The 31-year-old former Columbia University graduate student, who was arrested in March 2025 for his role in violent anti-Israel campus protests, should not be allowed to remain in the United States.
Mr. Khalil and his supporters, including dozens of House and Senate Democrats, would have you believe that the issue at hand is free speech. It is not.
After the Justice Department’s decision Thursday, the Syrian-born 2024 Columbia graduate said, “I have committed no crime. I have broken no law. The only thing I am guilty of is speaking out against the genocide in Palestine.”
Yet Mr. Khalil was deeply involved in the Columbia University protests as Israel tried to root out Hamas in the aftermath of Oct. 7, 2023. Easily accessible photos and videos online show him among the mob that took over a Barnard College building, littering the place with pamphlets bearing the “Hamas Media Office” name and reading “Our narrative … Al-Aqsa Flood” and “Death to Amerika.”
Mr. Khalil has denied being a member of Columbia University Apartheid Divest, a coalition whose best-known member is the Hamas-aligned Students for Justice in Palestine. Yet he reportedly met with school officials on the group’s behalf during the protests and served as co-president of the School of International and Public Affairs’ Palestine Working Group, which in 2023 was listed as a CUAD member.
It was to CUAD’s three demands — divestment from Israel, financial transparency and amnesty — that protesters involved in the violent and illegal 2024 takeover of the university’s Hamilton Hall demanded the school accede before they would leave. Some of these protesters reportedly assaulted, beat and held hostage several school staffers, calling them “Jew lovers,” “Jew workers” and “Zionists” as they did so.
As Brandeis Center founder Ken Marcus said: “This was not mere protest activity, but involved some degree of criminality. The federal government is not prosecuting people for engaging in political speech. The federal government is addressing criminality, violation of school rules and violation of the terms of either green cards or student visas.”
Mr. Khalil is not an American citizen. He is a green card holder, which means he is a guest in our country. He does not have First Amendment rights. (Even if he did, unlawful conduct and incitement to violence are not protected by the free speech clause.)
It has been the law for more than 20 years that any alien who “endorses or espouses terrorist activity” can be deported.

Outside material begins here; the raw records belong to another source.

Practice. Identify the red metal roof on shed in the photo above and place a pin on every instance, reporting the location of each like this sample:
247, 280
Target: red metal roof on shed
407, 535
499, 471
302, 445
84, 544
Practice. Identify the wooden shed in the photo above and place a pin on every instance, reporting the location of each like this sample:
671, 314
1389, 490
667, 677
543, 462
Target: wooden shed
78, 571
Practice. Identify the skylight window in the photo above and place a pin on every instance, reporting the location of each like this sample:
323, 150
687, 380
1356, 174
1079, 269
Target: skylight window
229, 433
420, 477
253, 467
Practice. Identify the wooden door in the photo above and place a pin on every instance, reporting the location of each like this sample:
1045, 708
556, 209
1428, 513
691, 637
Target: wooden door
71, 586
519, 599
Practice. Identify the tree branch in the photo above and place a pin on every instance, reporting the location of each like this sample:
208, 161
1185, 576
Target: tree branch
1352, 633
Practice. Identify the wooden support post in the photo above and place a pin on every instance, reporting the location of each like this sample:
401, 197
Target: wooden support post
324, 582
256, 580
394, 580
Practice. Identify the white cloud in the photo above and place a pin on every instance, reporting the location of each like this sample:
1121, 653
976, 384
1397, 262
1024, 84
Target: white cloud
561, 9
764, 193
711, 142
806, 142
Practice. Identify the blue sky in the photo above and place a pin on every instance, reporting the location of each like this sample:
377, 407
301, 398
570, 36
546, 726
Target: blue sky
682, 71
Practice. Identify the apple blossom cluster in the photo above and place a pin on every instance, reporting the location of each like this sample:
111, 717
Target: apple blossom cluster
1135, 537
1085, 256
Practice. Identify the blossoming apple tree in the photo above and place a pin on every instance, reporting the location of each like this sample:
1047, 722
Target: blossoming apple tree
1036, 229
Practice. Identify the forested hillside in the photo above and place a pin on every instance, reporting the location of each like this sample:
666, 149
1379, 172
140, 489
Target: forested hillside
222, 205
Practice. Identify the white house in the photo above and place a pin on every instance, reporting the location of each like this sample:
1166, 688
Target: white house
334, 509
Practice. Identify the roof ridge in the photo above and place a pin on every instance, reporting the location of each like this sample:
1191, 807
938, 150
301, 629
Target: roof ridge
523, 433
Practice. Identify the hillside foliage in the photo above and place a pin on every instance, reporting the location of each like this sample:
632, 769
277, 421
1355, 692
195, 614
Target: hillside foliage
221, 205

When asked last year (by a Jewish journalist) about Hamas’ Oct. 7 slaughter of men, women, children and babies, Mr. Khalil responded that “we couldn’t avoid such a moment.” Is there any firmer endorsement of terrorism than that?
Mr. Khalil holds Algerian citizenship through a relative. The Trump administration has every legal right to put him on the next plane to Algiers or Damascus, and it should do so.